Wie Bücher geschrieben werden

von Eugen Egner

Eugen Egner - Foto © Frank Becker
Wie Bücher geschrieben werden
 

A
ls Buchautor werde ich manchmal gefragt, woher ich denn vorher wissen könne, was später in einem Buch, das ich noch gar nicht geschrieben habe, drinstehen soll. Ob meine Mutter mir das vielleicht sage. Die meisten Men­­­­­­­­­­­­schen stellen sich nämlich vor, daß ich immer mit meinem Schreibzeug unter dem Tisch sitze, an dem meine Mutter die Wäsche bügelt, und sie völlig ahnungslos frage: »Was soll ich denn mal schreiben?«  Nein, pflege ich zu antworten, so verhält es sich absolut nicht. Wie es sich denn dann verhalte, will man wissen. Und ich erwidere: Das jeweilige Thema wird mir vom Verlag mitgeteilt. Aber damit gibt man sich ja nicht zufrieden, sondern verlangt zu erfahren, wer sich das Thema wohl ausdenke. Der Verleger? Oder doch meine Mutter? Um es ein für allemal klarzustellen: Das Thema eines Buches denkt sich der Aufsichtsrat der Druckerei aus, nicht meine Mutter und auch nicht der Nachrichtendienst. Und es sind immer andere Themen, oft jedenfalls.
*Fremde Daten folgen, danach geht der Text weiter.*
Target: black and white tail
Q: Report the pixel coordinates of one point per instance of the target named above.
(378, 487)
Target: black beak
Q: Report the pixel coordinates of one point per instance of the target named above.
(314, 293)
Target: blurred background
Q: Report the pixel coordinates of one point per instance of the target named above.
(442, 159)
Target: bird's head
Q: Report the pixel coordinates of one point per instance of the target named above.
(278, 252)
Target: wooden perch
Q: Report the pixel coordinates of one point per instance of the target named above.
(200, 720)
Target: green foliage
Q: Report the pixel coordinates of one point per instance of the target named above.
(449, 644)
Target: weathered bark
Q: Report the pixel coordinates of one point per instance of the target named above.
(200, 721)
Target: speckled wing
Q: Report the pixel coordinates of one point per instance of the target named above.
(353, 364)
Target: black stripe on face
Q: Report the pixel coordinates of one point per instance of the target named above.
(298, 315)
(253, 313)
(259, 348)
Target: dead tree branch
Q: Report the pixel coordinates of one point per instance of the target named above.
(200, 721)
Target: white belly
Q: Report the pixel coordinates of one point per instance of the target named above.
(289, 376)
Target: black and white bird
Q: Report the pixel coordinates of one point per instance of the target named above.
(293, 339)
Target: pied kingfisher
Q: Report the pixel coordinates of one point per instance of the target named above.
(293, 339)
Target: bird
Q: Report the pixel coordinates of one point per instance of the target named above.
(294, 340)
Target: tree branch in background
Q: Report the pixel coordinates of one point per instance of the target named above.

Das ist natürlich schlimm, denn man weiß nie, was kommt. Als Beispiel werde ich Ihnen nun einmal zeigen, welche Aufgabe der Aufsichtsrat der Druckerei mir für das nächste Buch gestellt hat. Aus folgender Personalliste soll ich innerhalb eines Jahres einen Roman machen:
2 Pferde mit halbem Reiter, unvollständig; Verletzter, extrem gutmütig;
Matrose, Gewehr präsentierend (Gewehr fehlt); Soldat, beim Biwak sitzend (Biwak fehlt); Krankenschwester, bespielt; 9 Albino-Blitzmädel, im Hemd;
SA-Arbeitsmann, eklig; Kofferträger, brünftig aber gerecht (Koffer fehlt);
Idiot, ganztägig; Schwein, wahnsinnig.
Das sind jedoch nicht alle, die Hauptfigur fehlt noch: ein Arzt, der aus Stuhl­proben die Zukunft liest. Der hat irgendwie Probleme und schreit immer, der Nachrichtendienst wolle seine Unterhosen filmen. Wie Sie höchstwahrscheinlich längst vermuten, wird es ein Kriegsroman für Leute unter einssechzig. Auch den ersten Satz des Romans hat mir die Druckerei vorgegeben. Er lautet: »Winter 1843. Die Töchter von Pastor Göbel hatten soeben die Raum­fahrt überwunden.«

Sie werden mich fragen, wie es dann weitergeht? Nun, als nächstes wird dafür gesorgt, daß ich auf keinen Fall zum Schreiben komme. Das ist das Wichtigste überhaupt. Keine Niedertracht ist dem Universum zu abwegig, um den Arbeits­tag des Autors mit Störungen und Ablenkungen zu durchsetzen. Bei Thomas Mann war es ja auch so, und bei Picasso. Die sind praktisch nie zum Schreiben gekommen, weil immer irgendwas war. Meist mußten sie einkaufen gehen oder Staubsaugen oder ab­waschen. Picassos Frau konnte es überhaupt nicht leiden, wenn er schrieb. Sie konnte es auch nicht leiden, wenn Thomas Mann schrieb. Von Thomas Mann weiß man ja, daß er jedesmal, wenn er Picassos Frau nahen hörte, schnell das Schreibzeug versteckte und sich hinstellte, als ob nichts wäre. Ich persönlich halte es für undurchführbar, ein Buch zu schreiben.